Monday, September 12, 2011

Balsamic Body Heat


Women of a certain age, like me, have fond memories of the 1981 movie, Body Heat.  Maybe  it's because William Hurt was so uh, cute, at that age.  Or maybe it's because at the end of the movie, his poor pitiful self is in jail and Kathleen Turner is on a beach being all rich and left alone.  How often does it turn out that the girl gets the better deal?  But I digress.  In this movie, he becomes so totally obsessed with her that he loses all sense and acts in ways that are extremely dangerous and contrary to his nature.

If I am William Hurt, figs with gorgonzola and balsamic are my Kathleen Turner.

My haircut guy told me about these a couple of years ago in October.  He said it was too late to get fresh figs, but I was already obsessed before having one taste,  so I left the salon and went immediately in search of figs---and found them at the first place I stopped; see, fate has already intervened here.

He had told me that two to three of these make a lovely appetizer.  That would be one or one-and-a-half figs per serving.  The fresh Black Mission figs come 27 to a box, so one box makes 18 appetizer servings, according to normal people.  Remember how I said William Hurt got about Kathleen Turner?  Well, I fixed half the box (9 servings) and ate them all except for the reasonable few that Lucy nibbled.  Then the next day I did the same thing, only Lucy wasn't home so I ate all 9 of that day's servings myself.  And I knew it was wrong.  Just like William Hurt knew it was wrong to kill Richard Crenna.  But.

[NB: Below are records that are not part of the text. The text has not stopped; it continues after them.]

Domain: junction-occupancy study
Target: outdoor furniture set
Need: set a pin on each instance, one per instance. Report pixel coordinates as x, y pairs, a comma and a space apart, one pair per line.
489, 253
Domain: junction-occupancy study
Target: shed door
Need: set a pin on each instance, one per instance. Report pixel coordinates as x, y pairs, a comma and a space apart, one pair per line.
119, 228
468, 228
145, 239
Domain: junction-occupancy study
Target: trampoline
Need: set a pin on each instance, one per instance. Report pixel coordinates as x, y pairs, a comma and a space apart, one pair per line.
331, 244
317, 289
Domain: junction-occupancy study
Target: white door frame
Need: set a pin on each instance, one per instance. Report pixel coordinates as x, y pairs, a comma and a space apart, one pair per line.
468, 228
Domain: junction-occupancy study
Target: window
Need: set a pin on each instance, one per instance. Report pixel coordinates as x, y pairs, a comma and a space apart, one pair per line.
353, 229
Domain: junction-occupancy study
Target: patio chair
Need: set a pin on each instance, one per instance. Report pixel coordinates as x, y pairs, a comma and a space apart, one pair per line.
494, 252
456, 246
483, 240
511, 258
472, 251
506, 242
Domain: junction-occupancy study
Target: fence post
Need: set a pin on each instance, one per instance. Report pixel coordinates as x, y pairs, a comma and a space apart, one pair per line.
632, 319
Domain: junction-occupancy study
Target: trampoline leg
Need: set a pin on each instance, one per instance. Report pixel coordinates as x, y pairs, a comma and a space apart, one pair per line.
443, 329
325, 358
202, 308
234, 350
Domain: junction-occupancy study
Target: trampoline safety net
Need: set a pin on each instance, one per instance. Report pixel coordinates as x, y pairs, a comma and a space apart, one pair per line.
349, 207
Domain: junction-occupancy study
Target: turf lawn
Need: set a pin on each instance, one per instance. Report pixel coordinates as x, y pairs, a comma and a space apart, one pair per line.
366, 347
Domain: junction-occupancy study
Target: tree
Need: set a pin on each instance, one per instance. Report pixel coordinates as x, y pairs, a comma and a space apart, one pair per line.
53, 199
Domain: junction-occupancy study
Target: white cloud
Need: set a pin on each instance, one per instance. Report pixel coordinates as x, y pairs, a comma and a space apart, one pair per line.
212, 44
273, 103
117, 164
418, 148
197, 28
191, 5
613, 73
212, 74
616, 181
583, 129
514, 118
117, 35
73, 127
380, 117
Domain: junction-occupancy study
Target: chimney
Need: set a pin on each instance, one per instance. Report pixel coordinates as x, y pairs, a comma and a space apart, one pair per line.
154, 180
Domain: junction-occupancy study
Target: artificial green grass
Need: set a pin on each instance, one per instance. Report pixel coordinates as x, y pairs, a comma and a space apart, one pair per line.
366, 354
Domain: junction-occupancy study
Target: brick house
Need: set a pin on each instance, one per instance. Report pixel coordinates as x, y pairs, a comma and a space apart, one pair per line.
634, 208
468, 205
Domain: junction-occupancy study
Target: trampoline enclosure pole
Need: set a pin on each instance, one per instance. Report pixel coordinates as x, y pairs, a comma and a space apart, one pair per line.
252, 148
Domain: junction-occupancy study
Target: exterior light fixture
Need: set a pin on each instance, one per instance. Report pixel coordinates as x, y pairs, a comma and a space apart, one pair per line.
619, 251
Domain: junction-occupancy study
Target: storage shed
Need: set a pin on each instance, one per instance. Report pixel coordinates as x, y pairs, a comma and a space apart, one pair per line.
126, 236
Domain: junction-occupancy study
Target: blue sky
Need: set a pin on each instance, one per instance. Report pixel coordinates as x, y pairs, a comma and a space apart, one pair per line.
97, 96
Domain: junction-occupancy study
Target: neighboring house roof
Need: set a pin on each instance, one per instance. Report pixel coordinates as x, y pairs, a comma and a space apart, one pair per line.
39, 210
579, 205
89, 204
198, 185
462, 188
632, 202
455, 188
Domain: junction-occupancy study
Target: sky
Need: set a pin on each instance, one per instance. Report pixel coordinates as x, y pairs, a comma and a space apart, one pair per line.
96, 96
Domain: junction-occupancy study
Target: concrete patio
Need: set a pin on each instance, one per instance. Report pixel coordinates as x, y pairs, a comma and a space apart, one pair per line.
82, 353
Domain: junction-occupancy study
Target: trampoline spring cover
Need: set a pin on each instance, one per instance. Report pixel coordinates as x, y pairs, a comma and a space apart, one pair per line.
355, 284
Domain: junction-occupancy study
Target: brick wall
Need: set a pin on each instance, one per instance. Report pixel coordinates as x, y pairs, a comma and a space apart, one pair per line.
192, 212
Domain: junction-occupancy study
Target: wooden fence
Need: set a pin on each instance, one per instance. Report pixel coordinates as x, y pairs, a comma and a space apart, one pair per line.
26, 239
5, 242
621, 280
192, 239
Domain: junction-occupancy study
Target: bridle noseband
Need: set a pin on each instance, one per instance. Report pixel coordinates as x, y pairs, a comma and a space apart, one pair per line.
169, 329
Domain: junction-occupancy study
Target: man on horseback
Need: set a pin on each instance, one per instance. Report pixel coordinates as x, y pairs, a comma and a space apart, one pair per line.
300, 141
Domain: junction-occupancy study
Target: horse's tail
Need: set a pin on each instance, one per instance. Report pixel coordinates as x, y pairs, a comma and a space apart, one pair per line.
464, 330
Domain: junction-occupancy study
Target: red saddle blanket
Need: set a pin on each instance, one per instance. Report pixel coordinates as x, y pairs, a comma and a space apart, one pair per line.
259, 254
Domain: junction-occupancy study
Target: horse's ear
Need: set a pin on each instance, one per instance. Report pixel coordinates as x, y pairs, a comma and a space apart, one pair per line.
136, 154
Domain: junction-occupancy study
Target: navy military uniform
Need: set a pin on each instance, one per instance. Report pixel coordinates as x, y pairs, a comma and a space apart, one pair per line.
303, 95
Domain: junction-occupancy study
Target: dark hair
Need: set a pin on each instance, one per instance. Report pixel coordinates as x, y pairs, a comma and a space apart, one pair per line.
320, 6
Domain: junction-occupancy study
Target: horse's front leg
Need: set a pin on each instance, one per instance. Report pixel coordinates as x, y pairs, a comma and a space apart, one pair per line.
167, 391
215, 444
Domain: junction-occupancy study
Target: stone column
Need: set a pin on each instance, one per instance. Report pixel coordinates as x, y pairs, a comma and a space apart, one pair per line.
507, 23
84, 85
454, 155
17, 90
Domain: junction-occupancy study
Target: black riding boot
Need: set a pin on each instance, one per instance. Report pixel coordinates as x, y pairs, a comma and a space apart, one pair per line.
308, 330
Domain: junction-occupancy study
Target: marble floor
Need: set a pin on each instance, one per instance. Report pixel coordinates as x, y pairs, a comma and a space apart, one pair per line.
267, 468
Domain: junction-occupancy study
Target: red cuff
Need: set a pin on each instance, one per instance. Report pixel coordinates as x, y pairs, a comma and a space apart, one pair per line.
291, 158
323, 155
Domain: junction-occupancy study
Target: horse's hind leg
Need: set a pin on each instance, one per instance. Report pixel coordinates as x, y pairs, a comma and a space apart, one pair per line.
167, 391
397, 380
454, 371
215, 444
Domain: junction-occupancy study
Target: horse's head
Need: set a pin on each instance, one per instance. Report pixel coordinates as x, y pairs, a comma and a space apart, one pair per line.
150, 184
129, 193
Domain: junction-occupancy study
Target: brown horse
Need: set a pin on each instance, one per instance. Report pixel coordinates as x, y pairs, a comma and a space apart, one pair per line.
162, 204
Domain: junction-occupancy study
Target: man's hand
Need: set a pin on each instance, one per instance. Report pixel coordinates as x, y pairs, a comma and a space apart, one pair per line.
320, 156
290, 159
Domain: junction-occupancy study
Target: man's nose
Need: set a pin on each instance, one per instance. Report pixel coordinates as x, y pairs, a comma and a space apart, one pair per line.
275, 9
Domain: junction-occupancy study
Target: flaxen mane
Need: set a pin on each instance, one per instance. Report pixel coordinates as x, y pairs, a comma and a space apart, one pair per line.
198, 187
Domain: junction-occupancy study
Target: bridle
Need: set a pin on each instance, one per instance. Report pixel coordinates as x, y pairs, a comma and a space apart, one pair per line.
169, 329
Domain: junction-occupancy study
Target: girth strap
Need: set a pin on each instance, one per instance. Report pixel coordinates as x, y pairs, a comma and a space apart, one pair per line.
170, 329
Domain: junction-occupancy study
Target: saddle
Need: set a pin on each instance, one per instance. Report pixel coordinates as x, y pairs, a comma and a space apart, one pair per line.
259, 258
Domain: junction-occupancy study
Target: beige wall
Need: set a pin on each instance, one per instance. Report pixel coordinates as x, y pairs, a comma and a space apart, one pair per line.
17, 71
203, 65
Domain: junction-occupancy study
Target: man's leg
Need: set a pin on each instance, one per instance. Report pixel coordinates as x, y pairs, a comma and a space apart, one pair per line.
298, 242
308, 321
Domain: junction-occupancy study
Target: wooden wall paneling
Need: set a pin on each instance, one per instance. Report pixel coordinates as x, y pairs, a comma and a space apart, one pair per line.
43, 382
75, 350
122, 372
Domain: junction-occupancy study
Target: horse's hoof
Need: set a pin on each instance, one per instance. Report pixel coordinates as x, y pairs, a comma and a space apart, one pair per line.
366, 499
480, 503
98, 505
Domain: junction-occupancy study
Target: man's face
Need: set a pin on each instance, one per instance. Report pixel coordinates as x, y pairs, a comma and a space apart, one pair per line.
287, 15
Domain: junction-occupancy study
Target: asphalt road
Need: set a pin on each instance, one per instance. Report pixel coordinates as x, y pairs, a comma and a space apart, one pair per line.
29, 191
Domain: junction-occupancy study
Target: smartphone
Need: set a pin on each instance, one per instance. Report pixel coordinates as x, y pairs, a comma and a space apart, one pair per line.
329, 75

I. Didn't. Care.

Some of Leslie's good pecans and a glass of wine make the perfect accompaniments.

Figs with Gorgonzola and Balsamic

Cut fresh, ripe figs in half lengthwise.

Use your Pampered Chef Small Scoop (or a spoon) to scoop out just enough fig flesh to make a small indentation.  Put crumbled gorgonzola cheese in the indentation--I stuff as much as I can and kind of let it ooch out the top.

Put the filled figs on a broiler-safe pan (don't use your P Chef stoneware under the broiler; I use my P Chef metal baking pan) and pop them under the broiler for a couple of minutes, just until the cheese gets nice and melty.  When you take them out of the broiler, splash each with just a teeny-tiny bit of balsamic vinegar.

Fresh figs are in season right now.  Go ahead.  Get all obsessed and Body Heat about these.  You know you want to.